Social Media and Your Brand Image

If you own a business, regardless of its size, you know by now that having a presence on social media, be it Facebook, Instagram, Twitter, or any of the hundred other options, is something that you must have to be successful. However, what most small to medium-sized businesses do not understand is how to develop, foster, and protect their brand on those platforms.

 

Before starting a page on every hot social media platform, it is important that you have a clearly defined goal for using those platforms. In addition, you must know your audience. Creating a Snapchat account may not be beneficial if you sell products or services that cater to an older audience.
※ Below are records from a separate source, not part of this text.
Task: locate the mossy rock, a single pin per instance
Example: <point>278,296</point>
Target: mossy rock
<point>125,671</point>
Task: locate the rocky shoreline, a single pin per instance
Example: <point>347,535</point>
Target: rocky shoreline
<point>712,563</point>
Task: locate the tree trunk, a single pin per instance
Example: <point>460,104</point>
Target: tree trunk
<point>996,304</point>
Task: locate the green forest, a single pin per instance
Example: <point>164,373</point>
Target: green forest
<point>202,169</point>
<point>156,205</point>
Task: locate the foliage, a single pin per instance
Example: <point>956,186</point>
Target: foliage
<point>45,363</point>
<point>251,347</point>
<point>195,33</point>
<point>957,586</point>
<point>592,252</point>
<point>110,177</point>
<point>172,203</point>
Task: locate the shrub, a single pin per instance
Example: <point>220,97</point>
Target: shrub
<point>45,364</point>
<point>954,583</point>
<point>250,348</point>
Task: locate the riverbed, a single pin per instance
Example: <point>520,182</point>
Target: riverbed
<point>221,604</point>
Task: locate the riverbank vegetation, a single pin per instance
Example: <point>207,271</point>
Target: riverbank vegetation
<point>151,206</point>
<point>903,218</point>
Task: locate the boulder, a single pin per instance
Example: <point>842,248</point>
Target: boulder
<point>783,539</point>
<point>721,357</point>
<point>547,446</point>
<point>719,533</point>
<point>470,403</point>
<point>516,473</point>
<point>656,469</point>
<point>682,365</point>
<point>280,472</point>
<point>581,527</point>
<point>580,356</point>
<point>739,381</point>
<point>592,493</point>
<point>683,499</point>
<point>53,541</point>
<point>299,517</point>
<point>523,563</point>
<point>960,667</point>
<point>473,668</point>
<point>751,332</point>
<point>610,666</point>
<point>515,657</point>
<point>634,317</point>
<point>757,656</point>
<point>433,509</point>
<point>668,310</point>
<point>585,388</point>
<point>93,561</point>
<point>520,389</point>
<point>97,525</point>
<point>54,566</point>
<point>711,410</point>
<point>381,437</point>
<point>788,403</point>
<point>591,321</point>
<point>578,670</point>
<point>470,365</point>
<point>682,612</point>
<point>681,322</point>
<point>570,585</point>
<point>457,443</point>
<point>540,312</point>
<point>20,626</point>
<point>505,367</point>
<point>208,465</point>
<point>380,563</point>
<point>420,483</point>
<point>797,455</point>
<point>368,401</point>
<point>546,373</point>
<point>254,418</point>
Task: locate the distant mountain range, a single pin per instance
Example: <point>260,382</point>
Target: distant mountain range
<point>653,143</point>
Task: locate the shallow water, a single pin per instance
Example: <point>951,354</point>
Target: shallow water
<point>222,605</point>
It is recommended that you research the social media platforms that you are interested in using before creating an account and spending your valuable time writing copy and posting images and videos.

 

Once you have selected the right social media platforms, find your voice and your visual style of branding. What do we mean when we say voice? Determine what the tone of your copy and your responses will be online. Is your brand funny and witty? Dry and serious? Do you get right to the point or do you want to be seen as playful?  Also think about what your current and target audience may be more likely response to in terms of wanting to read, and most importantly, engage with on your social media pages. When you find your voice, that will also help you to determine your visual style. Photos and videos are an integral part of all social media planning for brands and businesses. As much as possible, stay away from stock photos and use actual images of your business, brand, or product. You don’t have to worry about being Annie Liebovitz or Ansel Adams. Your customers will appreciate the real-looking images that they were taken by someone directly involved with the company. But that’s not to say that if you can afford to hire a professional photographer that you shouldn’t.  When thinking about photos and videos, try to remember two words: visual branding. Whether it is using the same filter on every photo or shooting the photograph in the same style, visual branding helps people to recognize your brand, even if you do not include the logo.

 

You have the right social media pages for your business, you know what you want to “sound” like on social media, but what do you post? It may seem like a daunting task, but finding content should not be that hard. From product photos to behind the scenes videos, even polls, tips, and information, just ensure what you are posting is what your customers want to see, and even more importantly, what they will engage with! Ideally, unless your brand already resides in the political realm, it is best to stay away from politics or anything else that might cause a social upheaval led from the ranks of your Facebook page. Once you have that content at the ready, do not post it all at once. Schedule it out in small digestible bites. Post when you know your customers, and potential customers, are most likely to be online. Maybe you post three times a week, or you have enough content to post every day. Just remember, when it comes to social media, it’s about quality, not quantity. Too many posts and people will remember your brand for being annoying, rather than a brand that they want to talk about and share with friends and family.

 

Finally, be ready to protect your brand’s image on social media. What may be all sunshine and flowers on Facebook or Instagram one day, can quickly turn into dust and dirt the next. From a poorly-timed or written post, to comment by an upset customer, have a plan in place to know what to do if your pages take a turn for the worse. Remember, deleting a page isn’t the best option for your brand. Pre-plan with possible scenarios that could happen. Maybe someone gets food poisoning from a dinner they just ate at your restaurant. How do you respond? What do you offer to quell the upset customer who is leaving negative reviews across the internet?  How do you answer if someone bought a car from your lot and drove it for a day before it broke down on Route 55 and now is threatening to sue your business on every social media platform you manage?  Being proactive is always better than being reactive—especially when it comes to protecting your brand online.